Regions with significant populations
- Southern Vietnam (Mekong Delta and SE Vietnam): 1.32 million (2019)
- Cambodia: 1.2 million (1999)
- United States: 30,000 (1999)
- France: 3,000 (1999)
- Australia: 1,000 (1999)
- Other countries: 6,000 (1999)

Languages
- Khmer, Vietnamese

Religion
- Theravada Buddhism 95%, Roman Catholic 5%

Related ethnic groups
- Khmers, Northern Khmers

= Khmer Krom =

Ethnic Khmers of southwestern Vietnam

Khmer people in Vietnam or the Khmer Krom (ជនជាតិខ្មែរក្រោម, Chónchéatĕ Khmêr Kraôm, /km/; lit. 'Lower Khmer people' or 'Southern Khmer people'; (Vietnamese: Dân tộc Khmer Krom, /vi/)) are ethnically Khmer people living in or hailing from the Mekong Delta (Tây Nam Bộ), the south western part of Vietnam known in Khmer as Kampuchea Krom (កម្ពុជាក្រោម, Kâmpŭchéa Kraôm /km/ lit. 'Lower Cambodia'). The Khmer Krom people are considered the indigenous people of parts of Southern Vietnam and have the oldest extant recorded history of inhabiting in the region. In Vietnam, they are recognized as one of Vietnam's fifty-four ethnic minorities.

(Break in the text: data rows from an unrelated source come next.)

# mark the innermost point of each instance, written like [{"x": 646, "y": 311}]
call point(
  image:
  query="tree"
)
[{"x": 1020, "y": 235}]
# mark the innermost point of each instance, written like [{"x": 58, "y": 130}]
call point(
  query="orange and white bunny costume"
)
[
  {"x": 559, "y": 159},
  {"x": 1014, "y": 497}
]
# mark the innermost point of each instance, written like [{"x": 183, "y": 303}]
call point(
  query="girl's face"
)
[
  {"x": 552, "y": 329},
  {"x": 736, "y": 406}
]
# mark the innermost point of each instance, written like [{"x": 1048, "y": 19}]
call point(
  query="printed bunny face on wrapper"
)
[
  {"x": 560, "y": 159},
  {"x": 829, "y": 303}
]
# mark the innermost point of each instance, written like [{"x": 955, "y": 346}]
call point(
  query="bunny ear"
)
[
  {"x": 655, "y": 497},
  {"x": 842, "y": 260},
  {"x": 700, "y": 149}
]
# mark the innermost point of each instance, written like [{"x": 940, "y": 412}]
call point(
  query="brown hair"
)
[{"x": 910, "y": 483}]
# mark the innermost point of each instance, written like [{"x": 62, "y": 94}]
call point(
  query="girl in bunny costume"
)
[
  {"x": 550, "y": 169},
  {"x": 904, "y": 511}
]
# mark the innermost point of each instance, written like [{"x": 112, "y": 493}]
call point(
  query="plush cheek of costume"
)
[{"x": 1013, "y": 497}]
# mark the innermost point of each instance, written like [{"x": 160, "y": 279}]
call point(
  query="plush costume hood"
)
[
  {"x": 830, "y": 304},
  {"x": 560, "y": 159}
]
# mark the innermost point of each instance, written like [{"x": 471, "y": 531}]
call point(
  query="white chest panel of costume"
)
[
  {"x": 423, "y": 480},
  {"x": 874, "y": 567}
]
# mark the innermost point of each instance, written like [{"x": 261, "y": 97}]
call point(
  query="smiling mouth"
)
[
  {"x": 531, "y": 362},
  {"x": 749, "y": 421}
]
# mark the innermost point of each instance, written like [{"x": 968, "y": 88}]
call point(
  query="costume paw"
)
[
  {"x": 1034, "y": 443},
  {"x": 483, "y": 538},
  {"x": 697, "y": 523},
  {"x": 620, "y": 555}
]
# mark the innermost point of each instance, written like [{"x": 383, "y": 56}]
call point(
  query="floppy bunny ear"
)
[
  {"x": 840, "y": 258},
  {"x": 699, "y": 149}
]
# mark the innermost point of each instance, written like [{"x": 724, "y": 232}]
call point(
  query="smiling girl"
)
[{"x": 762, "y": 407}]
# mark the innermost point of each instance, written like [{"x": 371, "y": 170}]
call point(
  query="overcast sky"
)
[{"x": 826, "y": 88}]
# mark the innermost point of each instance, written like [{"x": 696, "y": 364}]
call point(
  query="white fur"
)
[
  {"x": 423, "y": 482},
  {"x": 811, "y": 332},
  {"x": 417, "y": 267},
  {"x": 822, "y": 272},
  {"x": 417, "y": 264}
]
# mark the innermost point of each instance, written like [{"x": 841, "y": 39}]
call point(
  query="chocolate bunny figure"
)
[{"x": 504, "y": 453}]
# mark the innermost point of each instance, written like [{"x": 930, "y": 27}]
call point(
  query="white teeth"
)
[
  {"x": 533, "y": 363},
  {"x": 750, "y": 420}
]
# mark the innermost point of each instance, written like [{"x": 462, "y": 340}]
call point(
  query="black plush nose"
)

In accordance with Resolution 117-CT/TƯ issued on September 29, 1981 by the Politburo of the Communist Party of Vietnam and Resolution 122-CT issued on May 12, 1982 by the Vietnamese Ministry Committee, the term Khmer (as well as its Vietnamese transliteration Khơ Me and Khơ-me) was sanctioned by the government as the only state-recognized ethnonym of the Khmer Krom people; the Resolutions also stated that all other colloquial exonyms previously used by Vietnamese to refer to Khmer people "are incorrect and have negative racial connotations" and declared that any acts that intended to incite and direct hate speech and discrimination toward the Khmer people are prohibited by the law.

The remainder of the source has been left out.